La conclusion du COM (contrats d'objectifs et de moyens) est intervenue en avril 2002 pour l'InVS après deux ans de préparation. Cette situation clarifiée par le COM est moins bonne pour l'AFFSAPS et l'AFSSA. Malgré de nombreuses déclarations d'intention et les échéanciers successifs, un tel contrat n'a toujours pas été conclu pour ces deux agences. La recherche de la responsabilité de ces retards ne nous incombe pas, mais le fait doit être souligné dans le cadre de l'évaluation de la loi de 1998, d'autant que la Cour des Comptes, se penchant sur cette question essentielle pour la modernisation des pratiques administratives, notait avec un optimisme qui paraît excessif aujourd'hui5 :

« La DGS a désormais mis au point une méthodologie d'élaboration de ces contrats d'objectifs et de moyens. Cette procédure type devrait faciliter leur généralisation aux autres agences sanitaires, en harmonisant les démarches et en définissant des critères d'analyse, de diagnostic et de suivi standardisés par des indicateurs. Cette démarche était d'autant plus nécessaire qu'elle constitue un élément du contrôle de gestion que le ministère en charge de la santé développe dans le cadre de la mise en œuvre de la loi organique du 1er août 2001 ».

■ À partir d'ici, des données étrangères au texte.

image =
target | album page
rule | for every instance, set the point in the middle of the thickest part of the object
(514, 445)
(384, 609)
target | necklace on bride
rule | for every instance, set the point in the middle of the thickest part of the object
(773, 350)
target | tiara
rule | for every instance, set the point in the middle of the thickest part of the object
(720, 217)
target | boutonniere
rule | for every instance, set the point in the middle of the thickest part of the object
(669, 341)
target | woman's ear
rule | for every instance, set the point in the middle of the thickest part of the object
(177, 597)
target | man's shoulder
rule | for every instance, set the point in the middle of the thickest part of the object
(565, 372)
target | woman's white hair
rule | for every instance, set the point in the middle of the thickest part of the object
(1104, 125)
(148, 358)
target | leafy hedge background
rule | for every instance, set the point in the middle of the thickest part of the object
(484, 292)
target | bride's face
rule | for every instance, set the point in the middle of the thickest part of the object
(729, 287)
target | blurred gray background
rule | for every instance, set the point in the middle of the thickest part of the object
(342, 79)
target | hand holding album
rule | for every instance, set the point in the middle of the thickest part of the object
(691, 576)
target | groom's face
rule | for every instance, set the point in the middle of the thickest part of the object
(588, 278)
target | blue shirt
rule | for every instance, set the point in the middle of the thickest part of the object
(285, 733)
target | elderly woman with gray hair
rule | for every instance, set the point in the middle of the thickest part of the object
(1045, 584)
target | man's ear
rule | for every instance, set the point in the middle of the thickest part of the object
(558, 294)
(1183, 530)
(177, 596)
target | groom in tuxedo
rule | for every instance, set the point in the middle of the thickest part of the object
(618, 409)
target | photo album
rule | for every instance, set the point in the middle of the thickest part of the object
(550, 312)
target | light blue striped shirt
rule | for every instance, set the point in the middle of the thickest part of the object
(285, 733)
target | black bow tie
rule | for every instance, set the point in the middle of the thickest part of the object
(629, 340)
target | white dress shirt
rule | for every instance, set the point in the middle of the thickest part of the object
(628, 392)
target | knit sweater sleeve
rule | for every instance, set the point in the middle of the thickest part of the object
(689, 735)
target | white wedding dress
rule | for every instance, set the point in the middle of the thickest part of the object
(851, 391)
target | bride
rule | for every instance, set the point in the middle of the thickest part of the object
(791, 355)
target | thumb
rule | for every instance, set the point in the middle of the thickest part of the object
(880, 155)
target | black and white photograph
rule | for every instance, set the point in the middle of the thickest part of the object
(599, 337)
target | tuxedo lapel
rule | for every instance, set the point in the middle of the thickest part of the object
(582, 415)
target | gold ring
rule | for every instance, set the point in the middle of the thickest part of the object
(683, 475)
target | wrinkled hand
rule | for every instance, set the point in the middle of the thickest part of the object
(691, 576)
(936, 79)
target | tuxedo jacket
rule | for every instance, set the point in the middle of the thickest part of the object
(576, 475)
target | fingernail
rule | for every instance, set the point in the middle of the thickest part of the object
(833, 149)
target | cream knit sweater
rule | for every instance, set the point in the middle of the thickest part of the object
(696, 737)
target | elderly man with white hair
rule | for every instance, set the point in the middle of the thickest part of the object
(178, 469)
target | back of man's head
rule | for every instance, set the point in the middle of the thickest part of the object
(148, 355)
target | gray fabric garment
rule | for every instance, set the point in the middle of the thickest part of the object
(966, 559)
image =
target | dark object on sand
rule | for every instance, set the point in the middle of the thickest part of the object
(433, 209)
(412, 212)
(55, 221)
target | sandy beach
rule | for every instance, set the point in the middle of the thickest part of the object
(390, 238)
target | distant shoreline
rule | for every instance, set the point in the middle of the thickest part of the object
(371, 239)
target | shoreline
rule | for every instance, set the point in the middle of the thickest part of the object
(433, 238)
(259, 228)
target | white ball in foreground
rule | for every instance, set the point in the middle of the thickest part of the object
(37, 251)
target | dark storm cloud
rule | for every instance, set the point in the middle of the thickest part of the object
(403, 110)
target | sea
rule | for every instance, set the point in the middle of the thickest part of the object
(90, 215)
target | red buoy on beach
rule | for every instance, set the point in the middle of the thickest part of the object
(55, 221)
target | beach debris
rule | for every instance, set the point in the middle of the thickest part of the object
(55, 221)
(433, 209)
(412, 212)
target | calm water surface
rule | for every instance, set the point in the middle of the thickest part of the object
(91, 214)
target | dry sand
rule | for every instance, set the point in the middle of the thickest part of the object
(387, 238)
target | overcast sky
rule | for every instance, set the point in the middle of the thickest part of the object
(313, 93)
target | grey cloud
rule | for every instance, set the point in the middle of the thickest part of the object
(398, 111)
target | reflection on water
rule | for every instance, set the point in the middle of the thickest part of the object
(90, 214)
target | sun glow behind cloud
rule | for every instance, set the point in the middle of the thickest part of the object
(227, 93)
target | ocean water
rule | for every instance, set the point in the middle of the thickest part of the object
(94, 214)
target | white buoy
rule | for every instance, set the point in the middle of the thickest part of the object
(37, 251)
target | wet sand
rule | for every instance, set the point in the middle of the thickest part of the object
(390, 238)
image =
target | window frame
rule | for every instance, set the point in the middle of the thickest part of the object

Nous retiendrons l'absence de COM pour l'AFFSAPS et l'AFSSA comme une faiblesse réelle de l'application de la loi de 1998.

L'accomplissement des missions de l'InVS implique sur le plan local, outre les coordinations évidentes avec d'autres organismes (cf. infra), l'existence de correspondants. Il dispose à cette fin des CIRE (cellules interrégionales d'épidémiologie) et des réseaux régionaux dans le cadre de la santé au travail. Les CIRE, nées en 1995 ont été progressivement renforcées, mais devraient être encore étoffées pour pouvoir couvrir l'ensemble des thématiques traitées par l'InVS. Une illustration de leur intervention a été récemment fournie par la crise de la légionellose dans le Pas-de-Calais (hiver 2003).

Le domaine de la veille sanitaire est donc aussi réparti et organisé avec d'autres agences ou instances chargées d'une mission spécifique sur le terrain et qui permettent à l'InVS d'exercer précisément cette fonction de « tête de réseau ».

- Ainsi, l'InVS est destinataire de tous les rapports relatifs à la veille sanitaire établis par l'AFFSAPS, l'AFSSA, l'EFG sur les produits dont elles ont la charge et sur ceux établis par tous les services de l'Etat et établissements publics rattachés.

- L'AFFSAPS fait procéder à des enquêtes épidémiologiques sur les produits entrant dans le champ de ses compétences, en particulier sur les produits sanguins labiles et transmet les données épidémiologiques au ministre chargé de la santé et par extension à l'InVS ;

- Dans le cadre de sa mission d'hémovigilance, l'EFS est ainsi tenu d'assurer la transmission des données relatives à la sécurité sanitaire des produits sanguins à l'AFFSAPS et les données épidémiologiques à l'InVS.

La fonction de tête de réseau de l'InVS est destinée à permettre la surveillance et l'alerte des autorités ministérielles et des autres agences en cas de menace pour la santé publique et la formulation des recommandations et des mesures en direction de ces agences. L'InVS bénéficie de domaines d'intervention complémentaires avec chacune d'entre elles, concernant notamment :

- les maladies infectieuses (commun avec l'AFFSAPS pour les risques concernant le SIDA,les hépatites virales, les maladies évitables par la vaccination, avec l'AFSSA pour les infections d'origine alimentaire, avec l'AFFSSAPS et l'AFSSA pour la maladie de Creutzfeldt-Jakob) ;

- les maladies chroniques (commun avec l'IRSN pour ce qui concerne la surveillance des cancers, avec l'AFSSA pour les risques liés à la nutrition) ;

- la santé environnementale (commun avec l'AFSSE et l'AFSSA pour les risques de pollution liés à l'eau et aux matières fertilisantes et supports de culture, avec l'IRSN pour les risques liés à l'exposition à des émissions radioactives).